Było to wieczorem, a ja miałam dużo pracy. Musiałam zrobić pranie, sprawdzić pracę domową mojego najstarszego dziecka, zrobić pracę plastyczną do przedszkola z najmłodszym, ugotować obiad i nakarmić rodzinę, namoczyć fasolę na zupę i pozamiatać korytarz. Zwykła lista zadań dla kobiety, która jest matką. Biegałam po mieszkaniu, chwytając to jedną rzecz, to drugą, dopiero po chwili usłyszałam, że dzwoni mój telefon.
-Mamo, to ciocia Patrycja! – Najstarszy podbiegł i podał mi telefon
-Maksiu, powiedz cioci, że jestem zajęta, oddzwonię do niej.
-Nie oddzwaniaj! – usłyszałam głos Patrycji (syn włączył głośnik). – Umyj ręce i przyjdź do mnie prędko! Kup po drodze wino.
Dobrze znam moją siostrę: coś się stało, więc musiałam do niej jechać, zostawiając wszystko rozgrzebane.
-Jadę do Patrycji! Kamil, wyłącz ziemniaki i odcedź wodę za 10 minut” – krzyknęłam do męża i wkrótce byłam w taksówce na drugim końcu miasta.
-Otwarte! – usłyszałam, gdy zadzwoniłam do drzwi. Weszłam do środka, a ponieważ nikogo nie było w przedpokoju, poszłam prosto do kuchni.
Zamarłam w progu. Moja siostra siedziała pośród góry potłuczonych naczyń, rozsypanych płatków, makaronów, kasz, rozlanej herbaty, kawy, połamanego taboretu i szafki, która kiedyś wisiała na ścianie. Patrycja była absolutnie spokojna.
–Nie martw, żyję! – powiedziała, gdy mnie zobaczyła – To wszystko to moja sprawka. Stanęłam na taborecie i chciałam sięgnąć z górnej półki szafki zeszyt z przepisami matki. Straciłam równowagę i upadając, instynktownie chwyciłam za szafkę, w której trzymałam naczynia i wiele innych rzeczy.

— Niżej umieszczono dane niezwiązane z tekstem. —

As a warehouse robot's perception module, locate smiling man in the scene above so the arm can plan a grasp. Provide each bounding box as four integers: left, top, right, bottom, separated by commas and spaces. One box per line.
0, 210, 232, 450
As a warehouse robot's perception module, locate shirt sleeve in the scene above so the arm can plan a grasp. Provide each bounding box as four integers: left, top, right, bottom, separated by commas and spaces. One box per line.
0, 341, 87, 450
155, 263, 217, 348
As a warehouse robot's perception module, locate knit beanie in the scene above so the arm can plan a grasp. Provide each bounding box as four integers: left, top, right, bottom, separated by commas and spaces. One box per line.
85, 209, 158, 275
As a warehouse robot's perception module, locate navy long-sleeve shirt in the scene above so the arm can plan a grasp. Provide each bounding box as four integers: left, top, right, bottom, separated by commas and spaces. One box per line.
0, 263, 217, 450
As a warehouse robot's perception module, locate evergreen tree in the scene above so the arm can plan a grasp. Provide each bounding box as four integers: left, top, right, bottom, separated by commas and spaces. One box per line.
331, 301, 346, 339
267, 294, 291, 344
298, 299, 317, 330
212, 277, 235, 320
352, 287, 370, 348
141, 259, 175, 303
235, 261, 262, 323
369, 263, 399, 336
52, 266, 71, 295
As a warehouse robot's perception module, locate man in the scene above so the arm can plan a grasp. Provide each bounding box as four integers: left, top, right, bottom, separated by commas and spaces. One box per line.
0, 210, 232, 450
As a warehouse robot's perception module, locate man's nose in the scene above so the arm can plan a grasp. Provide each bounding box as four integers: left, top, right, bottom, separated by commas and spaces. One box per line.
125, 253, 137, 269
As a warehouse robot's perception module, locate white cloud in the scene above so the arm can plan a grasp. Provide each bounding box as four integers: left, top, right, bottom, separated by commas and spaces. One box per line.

Wszystko poleciało na podłogę z trzaskiem i łoskotem, a teraz leży wszędzie w kawałkach.
-Nic ci nie jest? – zapytałam z niepokojem.
-Jeśli nie liczyć tego, że dostałam w głowę dzbanem, to nie. Cholerny, był strasznie ciężki. To prezent od mojej byłej teściowej – odpowiedziała Patrycja i potarła dłonią głowę.
-Grunt, że jesteś cała. Co robimy z tym pobojowiskiem? – zapytałam podnosząc z podłogi kilka kawałków zbitej miski.
-No wiadomo, trzeba wziąć miotłę, a potem odkurzacz. Jutro muszę zadzwonić do stolarza, żeby naprawił szafkę. Znowu muszę kupić nowe naczynia. Gdzieś widziałam talerze na wyprzedaży – moja siostra mówiła to wszystko ze stoickim spokojem, siedząc na szafce i popijając czerwone wino. -Wiolka- powiedziała w końcu – dlaczego jesteś smutna? Weź krzesło, usiądź, napijmy się, porozmawiajmy.
-Ty możesz tak spokojnie siedzieć w środku tego bałaganu?
Pati wzruszyła ramionami.
-Po co się zadręczać? Stało się, trudno. Świat się nie zawalił. Siadaj, wypijmy wino i poszukajmy w tym bałaganie jakiegoś całego kubka, inaczej nie będę miała w czym rano wypić kawy. A jak będę w nastroju, to zacznę trochę ogarniać ten śmietnik.
Tego wieczoru moja siostra udzieliła mi bezcennej lekcji życia. Jeśli wszystko legło w gruzach (i nie chodzi tylko o szafkę z naczyniami), nie trzeba się zamartwiać.
Trzeba zrobić wdech i wydech, usiąść spokojnie, spojrzeć na to, co pozostało i zapytać siebie: czy warto i da się to naprawić? Jeśli odpowiedź jest twierdząca, to zaparz herbatę lub otwórz butelkę wina, zadzwoń do kogoś, kto przyjdzie do Ciebie nawet w środku nocy i rozmawiaj do woli.
A rano zacznie się nowy dzień i będzie można z nową energią przystąpić do oczyszczania gruzów – ale nie na ślepo i chaotycznie, lecz powoli, bez pośpiechu, nie marnując sił. Nadal będziesz ich potrzebować. Bo w życiu nie raz coś pęknie i upadnie, pokruszy się i złamie. Wszystko to jednak można naprawić lub zastąpić czymś nowym, bo to są tylko rzeczy. Ale ciebie i mnie nic nie zastąpi.